Anyway, Allie, I think this all could’ve been avoided if you’d gone through with calling Betty Finn from HEATHERS (Renee Estevez) instead of getting distracted by a photo of dumbass Sam (R.I.P.). I’m not saying it’s your fault, but I am saying you can make better decisions in the future.
post-scripts:
Time capsule part 1:
Looks like The Pogues featuring Joe Strummer were about to play the Beacon Theatre when they filmed this scene.
Time capsule part 2:
When Allie is taped to a chair she tries to get the attention of the neighbors by changing the TV to a Front 242 video – or as the subtitles call it, “(loud synth music)” – and turning the volume all the way up.
As a side note, I want to point out that Hedy treats “my crush found out I murdered her fiance and is going to turn me in” similar to how the kid in HONEY, I BLEW UP THE KID treated “my crush found out my baby brother got turned giant.” Things turned out better for him, though.

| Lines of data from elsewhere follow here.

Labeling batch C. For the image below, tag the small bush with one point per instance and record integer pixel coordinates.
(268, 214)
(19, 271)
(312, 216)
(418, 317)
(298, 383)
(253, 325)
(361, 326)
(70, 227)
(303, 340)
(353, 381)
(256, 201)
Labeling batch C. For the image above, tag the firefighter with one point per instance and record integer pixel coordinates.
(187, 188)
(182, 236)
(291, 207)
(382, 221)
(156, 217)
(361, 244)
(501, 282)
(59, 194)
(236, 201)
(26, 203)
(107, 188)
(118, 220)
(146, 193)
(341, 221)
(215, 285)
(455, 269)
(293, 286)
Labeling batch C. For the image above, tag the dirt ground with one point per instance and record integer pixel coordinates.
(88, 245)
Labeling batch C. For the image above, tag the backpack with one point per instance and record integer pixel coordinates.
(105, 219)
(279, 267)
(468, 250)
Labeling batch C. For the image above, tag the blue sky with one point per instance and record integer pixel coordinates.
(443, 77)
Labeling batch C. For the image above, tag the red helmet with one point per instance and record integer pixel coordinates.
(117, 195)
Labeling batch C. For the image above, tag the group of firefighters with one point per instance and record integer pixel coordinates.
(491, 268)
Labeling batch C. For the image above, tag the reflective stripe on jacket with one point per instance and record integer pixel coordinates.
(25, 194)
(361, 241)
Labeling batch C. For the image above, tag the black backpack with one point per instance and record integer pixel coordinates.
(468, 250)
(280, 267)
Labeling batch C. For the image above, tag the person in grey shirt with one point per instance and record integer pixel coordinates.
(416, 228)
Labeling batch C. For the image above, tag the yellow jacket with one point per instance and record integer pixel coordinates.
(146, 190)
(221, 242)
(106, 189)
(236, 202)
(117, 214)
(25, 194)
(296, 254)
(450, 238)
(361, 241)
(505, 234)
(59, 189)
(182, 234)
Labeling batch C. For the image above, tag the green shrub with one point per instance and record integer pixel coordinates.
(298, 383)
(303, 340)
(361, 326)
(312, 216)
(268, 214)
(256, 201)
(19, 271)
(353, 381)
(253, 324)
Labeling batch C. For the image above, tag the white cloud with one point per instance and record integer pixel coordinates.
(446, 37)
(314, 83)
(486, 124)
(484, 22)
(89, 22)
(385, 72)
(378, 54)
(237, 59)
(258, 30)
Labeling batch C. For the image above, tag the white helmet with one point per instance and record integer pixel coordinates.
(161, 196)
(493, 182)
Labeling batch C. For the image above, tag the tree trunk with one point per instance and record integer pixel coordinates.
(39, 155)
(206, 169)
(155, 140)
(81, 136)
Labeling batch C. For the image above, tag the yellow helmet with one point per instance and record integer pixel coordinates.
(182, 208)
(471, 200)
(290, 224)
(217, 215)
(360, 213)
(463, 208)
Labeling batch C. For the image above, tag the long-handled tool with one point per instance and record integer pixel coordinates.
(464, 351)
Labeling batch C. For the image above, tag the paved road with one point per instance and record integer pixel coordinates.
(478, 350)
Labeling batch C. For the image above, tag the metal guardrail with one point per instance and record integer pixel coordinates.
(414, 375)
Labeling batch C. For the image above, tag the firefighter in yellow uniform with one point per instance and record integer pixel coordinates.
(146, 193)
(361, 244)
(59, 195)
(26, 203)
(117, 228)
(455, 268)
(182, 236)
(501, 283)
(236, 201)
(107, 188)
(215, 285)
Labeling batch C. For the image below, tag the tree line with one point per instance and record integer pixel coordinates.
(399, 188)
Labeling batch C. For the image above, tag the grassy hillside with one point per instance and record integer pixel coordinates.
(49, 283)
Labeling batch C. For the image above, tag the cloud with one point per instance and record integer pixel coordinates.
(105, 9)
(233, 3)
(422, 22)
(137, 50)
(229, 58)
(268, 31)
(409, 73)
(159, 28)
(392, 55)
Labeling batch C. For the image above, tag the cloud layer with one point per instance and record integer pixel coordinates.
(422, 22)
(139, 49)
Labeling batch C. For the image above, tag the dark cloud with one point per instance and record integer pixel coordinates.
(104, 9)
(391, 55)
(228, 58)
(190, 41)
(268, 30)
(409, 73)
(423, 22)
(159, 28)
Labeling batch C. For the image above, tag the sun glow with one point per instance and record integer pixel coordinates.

September 23rd, 2022 at 2:05 pm
I remember this movie being quite a big deal when it came out, but for some reason always thought it was about a kidnapping. Don’t know why.
Also I looked up the sequel and was not just surprised to learn that it was written by Andy Hurst, who directed back in 99 the quite entertaining British dark humored bank-robbery-gone-extremely-wrong comedy YOU’RE DEAD, with Rhys Ifans and John Hurt, but also that Hurst’s career instantly moved to DTV land. He wrote WILD THINGS 2 & 3 and directed part 4, as well as a cheap NUTCRACKER cartoon movie, the Wesley Snipes movie THE MARKSMAN and something called VAMPIRES: THE TURNING, which seems to be a sequel to Carpenter’s VAMPIRES, but involves Muay Thai fighters. I did not expect that.